沈念转学到青溪中学的第三周,还是没有交到任何一个朋友。
不是她不想。是她不知道该怎么跟人说话。她怕开口就是南方口音,怕别人笑她土,怕自己说错话。所以她选择不说话。下课的时候坐在座位上看书,放学的时候一个人走回家,吃饭的时候一个人坐在食堂的角落。
小胖——她的同桌周浩——是唯一一个对她友善的人。
“你吃不吃?”小胖把一包薯片递过来,嘴里已经塞满了,说话含混不清。
“不用了,谢谢。”
“你别客气,我妈给我买了好多,我吃不完。”他把薯片放在她桌上,“你太瘦了,多吃点。”
沈念看着那包薯片,拿了一片。
“谢谢。”
“你老说谢谢。”小胖笑了,“你别那么客气,咱们是同桌嘛。”
沈念看了他一眼。他笑起来眼睛眯成一条缝,圆圆的脸上全是善意。
“好。”她说。
小胖是她在这个学校唯一的温暖。
但她最喜欢的时刻,不是和小胖一起吃薯片,而是放学后去图书馆。
青溪中学的图书馆在教学楼的三楼,不大,只有两间教室那么大。书架是深棕色的木头,有些年头了,散发着旧书特有的味道——纸张、墨水、灰尘,还有一点点霉味。
沈念喜欢那个味道。
她每天放学后都会去图书馆,坐在最里面的角落,看书。什么书都看——小说、散文、历史、地理。但她最爱看的,是建筑类的书。
她不知道这种喜欢是从什么时候开始的。也许是小时候,她爸爸还在的时候,带她去过一次县城的新华书店。她站在建筑类的书架前,翻一本关于世界各地房子的画册,看得入了迷。她爸爸在旁边等了她半个小时,最后笑着说:“念念,你是不是想当建筑师?”
她不知道建筑师是做什么的。她只是觉得那些房子很好看。
后来她爸爸不在了,那本画册也不知道丢到哪里去了。但每次看到建筑类的书,她都会想起那个下午——新华书店的灯光是暖黄色的,她爸爸站在她旁边,手里帮她拿着书包。
“念念,你是不是想当建筑师?”
她想,也许吧。
图书馆里通常只有她一个人。偶尔会有几个学生来借书,但都是借完就走,不会留下来看。
但开学第二周,她发现了一件奇怪的事。
每次她来图书馆的时候,那个高年级的男生都在。
他坐在离她三张桌子的地方,靠窗,背对着书架。桌上永远只放着一本书,他低头看,一看就是一个小时,一动不动,像一尊雕塑。
沈念第一次注意到他,是因为他的身高。他坐在那里,都比旁边站着的人高。她后来知道他是高三的,十八岁,全校第一,从不跟人说话,独来独往。

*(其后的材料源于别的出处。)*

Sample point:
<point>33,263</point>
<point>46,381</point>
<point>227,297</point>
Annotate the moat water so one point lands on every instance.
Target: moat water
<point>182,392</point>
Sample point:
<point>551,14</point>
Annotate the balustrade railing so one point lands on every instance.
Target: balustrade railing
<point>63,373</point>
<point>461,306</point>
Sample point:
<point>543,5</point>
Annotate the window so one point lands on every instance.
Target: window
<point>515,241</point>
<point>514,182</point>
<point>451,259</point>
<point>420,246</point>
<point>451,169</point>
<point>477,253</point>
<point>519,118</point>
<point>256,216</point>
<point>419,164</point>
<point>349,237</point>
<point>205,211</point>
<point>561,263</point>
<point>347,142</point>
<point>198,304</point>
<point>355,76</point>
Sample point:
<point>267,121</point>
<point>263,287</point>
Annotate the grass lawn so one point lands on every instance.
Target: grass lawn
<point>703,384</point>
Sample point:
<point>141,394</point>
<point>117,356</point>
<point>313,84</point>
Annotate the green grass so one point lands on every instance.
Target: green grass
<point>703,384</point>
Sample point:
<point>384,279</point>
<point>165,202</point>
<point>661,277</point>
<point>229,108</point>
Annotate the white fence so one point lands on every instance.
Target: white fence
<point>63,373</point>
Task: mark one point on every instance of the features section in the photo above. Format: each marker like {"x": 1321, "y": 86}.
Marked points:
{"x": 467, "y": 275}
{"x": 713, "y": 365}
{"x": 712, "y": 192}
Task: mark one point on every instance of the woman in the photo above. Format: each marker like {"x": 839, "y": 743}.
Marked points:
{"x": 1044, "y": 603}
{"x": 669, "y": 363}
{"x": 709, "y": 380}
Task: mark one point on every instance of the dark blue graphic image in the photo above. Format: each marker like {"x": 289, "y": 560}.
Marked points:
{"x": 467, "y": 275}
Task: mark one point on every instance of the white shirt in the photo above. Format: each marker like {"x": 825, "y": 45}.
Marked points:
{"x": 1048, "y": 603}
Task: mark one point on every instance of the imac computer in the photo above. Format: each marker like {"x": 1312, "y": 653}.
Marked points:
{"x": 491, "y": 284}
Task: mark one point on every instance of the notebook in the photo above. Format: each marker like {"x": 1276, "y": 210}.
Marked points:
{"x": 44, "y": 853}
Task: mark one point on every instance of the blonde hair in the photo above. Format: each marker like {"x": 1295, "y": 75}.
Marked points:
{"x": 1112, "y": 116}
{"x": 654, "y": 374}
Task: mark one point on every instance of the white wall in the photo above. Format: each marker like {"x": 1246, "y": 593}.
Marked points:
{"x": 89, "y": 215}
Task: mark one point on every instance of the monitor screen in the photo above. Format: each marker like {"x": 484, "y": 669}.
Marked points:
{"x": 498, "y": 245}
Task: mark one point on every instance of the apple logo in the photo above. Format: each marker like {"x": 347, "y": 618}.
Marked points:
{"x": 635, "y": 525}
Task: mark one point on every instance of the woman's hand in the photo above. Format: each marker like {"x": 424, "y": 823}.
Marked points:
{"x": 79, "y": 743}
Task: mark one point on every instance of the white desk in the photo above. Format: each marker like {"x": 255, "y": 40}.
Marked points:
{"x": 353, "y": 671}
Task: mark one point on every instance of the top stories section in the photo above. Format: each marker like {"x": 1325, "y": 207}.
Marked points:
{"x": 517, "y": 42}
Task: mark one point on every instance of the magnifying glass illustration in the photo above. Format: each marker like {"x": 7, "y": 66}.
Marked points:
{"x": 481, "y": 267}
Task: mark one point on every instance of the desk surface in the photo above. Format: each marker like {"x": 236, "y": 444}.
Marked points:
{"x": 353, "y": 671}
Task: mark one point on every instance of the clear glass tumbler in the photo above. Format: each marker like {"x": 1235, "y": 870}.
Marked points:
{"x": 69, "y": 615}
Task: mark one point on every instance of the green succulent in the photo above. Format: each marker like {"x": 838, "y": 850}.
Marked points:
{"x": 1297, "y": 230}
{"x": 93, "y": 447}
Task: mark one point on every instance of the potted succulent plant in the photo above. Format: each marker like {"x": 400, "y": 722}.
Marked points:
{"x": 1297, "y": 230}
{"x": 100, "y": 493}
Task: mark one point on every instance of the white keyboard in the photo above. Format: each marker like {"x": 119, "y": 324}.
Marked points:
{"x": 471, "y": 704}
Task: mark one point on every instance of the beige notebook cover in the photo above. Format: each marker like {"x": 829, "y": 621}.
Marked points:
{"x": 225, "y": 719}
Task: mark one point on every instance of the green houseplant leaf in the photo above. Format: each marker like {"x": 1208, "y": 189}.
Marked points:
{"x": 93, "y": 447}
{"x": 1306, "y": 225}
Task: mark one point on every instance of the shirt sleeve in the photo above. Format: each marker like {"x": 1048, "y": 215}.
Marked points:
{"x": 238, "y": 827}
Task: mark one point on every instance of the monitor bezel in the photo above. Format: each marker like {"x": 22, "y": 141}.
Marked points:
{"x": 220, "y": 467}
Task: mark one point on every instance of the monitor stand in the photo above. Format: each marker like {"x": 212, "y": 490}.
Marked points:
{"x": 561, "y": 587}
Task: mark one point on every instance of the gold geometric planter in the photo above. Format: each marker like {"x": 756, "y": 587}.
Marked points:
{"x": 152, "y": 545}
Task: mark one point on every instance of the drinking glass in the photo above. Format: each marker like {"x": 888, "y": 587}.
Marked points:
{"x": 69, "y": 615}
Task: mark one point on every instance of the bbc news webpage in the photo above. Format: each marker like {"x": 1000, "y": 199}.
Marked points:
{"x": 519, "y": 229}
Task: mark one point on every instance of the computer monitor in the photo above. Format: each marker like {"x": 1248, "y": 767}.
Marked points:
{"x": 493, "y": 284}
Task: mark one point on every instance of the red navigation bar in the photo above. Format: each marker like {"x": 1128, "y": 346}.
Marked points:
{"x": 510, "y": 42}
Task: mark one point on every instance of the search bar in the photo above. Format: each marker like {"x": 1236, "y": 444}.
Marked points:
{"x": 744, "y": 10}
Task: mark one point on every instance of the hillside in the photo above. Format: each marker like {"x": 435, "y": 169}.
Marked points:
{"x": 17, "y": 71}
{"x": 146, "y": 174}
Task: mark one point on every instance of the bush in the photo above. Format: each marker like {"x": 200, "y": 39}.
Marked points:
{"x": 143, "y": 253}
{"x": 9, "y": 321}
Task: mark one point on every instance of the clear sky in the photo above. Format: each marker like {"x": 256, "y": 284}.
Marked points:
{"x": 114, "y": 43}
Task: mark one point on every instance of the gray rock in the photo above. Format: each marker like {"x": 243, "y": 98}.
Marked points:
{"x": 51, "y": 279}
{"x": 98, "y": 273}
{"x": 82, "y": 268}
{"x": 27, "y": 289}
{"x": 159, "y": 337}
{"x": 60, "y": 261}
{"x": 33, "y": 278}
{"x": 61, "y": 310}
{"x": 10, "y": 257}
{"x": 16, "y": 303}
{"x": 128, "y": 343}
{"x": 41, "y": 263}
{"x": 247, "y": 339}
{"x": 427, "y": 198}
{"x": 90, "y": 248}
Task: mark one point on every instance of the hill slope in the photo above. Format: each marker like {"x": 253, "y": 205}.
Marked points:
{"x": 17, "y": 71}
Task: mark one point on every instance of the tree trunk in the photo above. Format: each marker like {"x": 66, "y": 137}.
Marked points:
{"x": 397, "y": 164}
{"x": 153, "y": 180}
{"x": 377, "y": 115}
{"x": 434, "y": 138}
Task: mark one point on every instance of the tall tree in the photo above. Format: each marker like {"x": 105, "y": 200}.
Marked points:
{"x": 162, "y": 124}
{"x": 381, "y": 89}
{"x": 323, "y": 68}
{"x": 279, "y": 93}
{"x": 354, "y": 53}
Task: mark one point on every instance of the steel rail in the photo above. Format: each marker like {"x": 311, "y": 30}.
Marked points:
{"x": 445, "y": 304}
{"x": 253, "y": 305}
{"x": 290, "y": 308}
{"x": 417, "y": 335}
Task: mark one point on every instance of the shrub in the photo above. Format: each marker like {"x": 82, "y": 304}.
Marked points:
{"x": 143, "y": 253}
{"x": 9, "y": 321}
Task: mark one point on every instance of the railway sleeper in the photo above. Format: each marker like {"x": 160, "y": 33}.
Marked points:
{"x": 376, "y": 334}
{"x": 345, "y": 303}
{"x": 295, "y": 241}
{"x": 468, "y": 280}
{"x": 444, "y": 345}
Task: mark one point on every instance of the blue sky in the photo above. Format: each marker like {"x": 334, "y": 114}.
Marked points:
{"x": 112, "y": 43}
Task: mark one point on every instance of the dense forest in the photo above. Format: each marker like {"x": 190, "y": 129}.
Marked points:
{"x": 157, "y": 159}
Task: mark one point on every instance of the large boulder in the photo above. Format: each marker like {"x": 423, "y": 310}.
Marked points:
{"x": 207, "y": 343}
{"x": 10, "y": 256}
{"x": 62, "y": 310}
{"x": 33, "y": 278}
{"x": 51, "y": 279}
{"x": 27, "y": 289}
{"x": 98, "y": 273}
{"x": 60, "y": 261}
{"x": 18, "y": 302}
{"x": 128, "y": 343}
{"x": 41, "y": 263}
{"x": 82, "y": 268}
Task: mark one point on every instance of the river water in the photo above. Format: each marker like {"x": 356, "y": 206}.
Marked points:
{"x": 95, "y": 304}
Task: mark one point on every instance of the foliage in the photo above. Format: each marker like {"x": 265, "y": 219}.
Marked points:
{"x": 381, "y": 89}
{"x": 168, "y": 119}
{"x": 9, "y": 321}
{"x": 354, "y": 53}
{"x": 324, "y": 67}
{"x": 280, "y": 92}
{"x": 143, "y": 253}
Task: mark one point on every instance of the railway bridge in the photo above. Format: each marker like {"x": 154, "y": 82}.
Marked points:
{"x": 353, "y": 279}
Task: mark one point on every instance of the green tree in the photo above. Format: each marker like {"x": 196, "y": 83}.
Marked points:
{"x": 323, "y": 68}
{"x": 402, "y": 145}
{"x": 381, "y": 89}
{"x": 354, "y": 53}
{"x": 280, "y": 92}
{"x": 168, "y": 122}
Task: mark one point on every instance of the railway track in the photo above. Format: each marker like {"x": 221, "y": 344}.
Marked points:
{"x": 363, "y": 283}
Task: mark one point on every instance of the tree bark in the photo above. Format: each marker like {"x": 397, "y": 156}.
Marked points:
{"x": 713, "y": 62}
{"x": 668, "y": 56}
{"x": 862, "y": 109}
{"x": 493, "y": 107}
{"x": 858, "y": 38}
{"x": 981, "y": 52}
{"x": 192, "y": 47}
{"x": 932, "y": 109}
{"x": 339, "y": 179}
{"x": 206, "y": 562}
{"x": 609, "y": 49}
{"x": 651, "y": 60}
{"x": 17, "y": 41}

她不知道他叫什么名字。但她记得他——那天在石桥上,他把伞塞到她手里,说了两个字:“拿着。”然后就走了。
她记得他的声音。很低,像大提琴的C弦。
她记得他的眼睛。深褐色的,在夕阳下泛着琥珀色的光。
她记得他手心的温度。热的,很热。
从那天起,她每天放学后都去图书馆。
不是为了看书。
是为了看他。
她不会承认这件事,甚至不会在心里承认。她会告诉自己:我是来看书的,我只是喜欢图书馆的氛围,他只是恰好也在而已。
但她的眼睛不听话。
每次她翻一页书,余光就会不自觉地往他的方向飘。他今天穿了一件白色的T恤,袖口卷到肘弯,露出一截小臂。他的手臂很瘦,但线条很好看,能看到青色的血管在皮肤下蜿蜒。他的手指很长,翻书的时候动作很轻,像是怕弄疼那些纸页。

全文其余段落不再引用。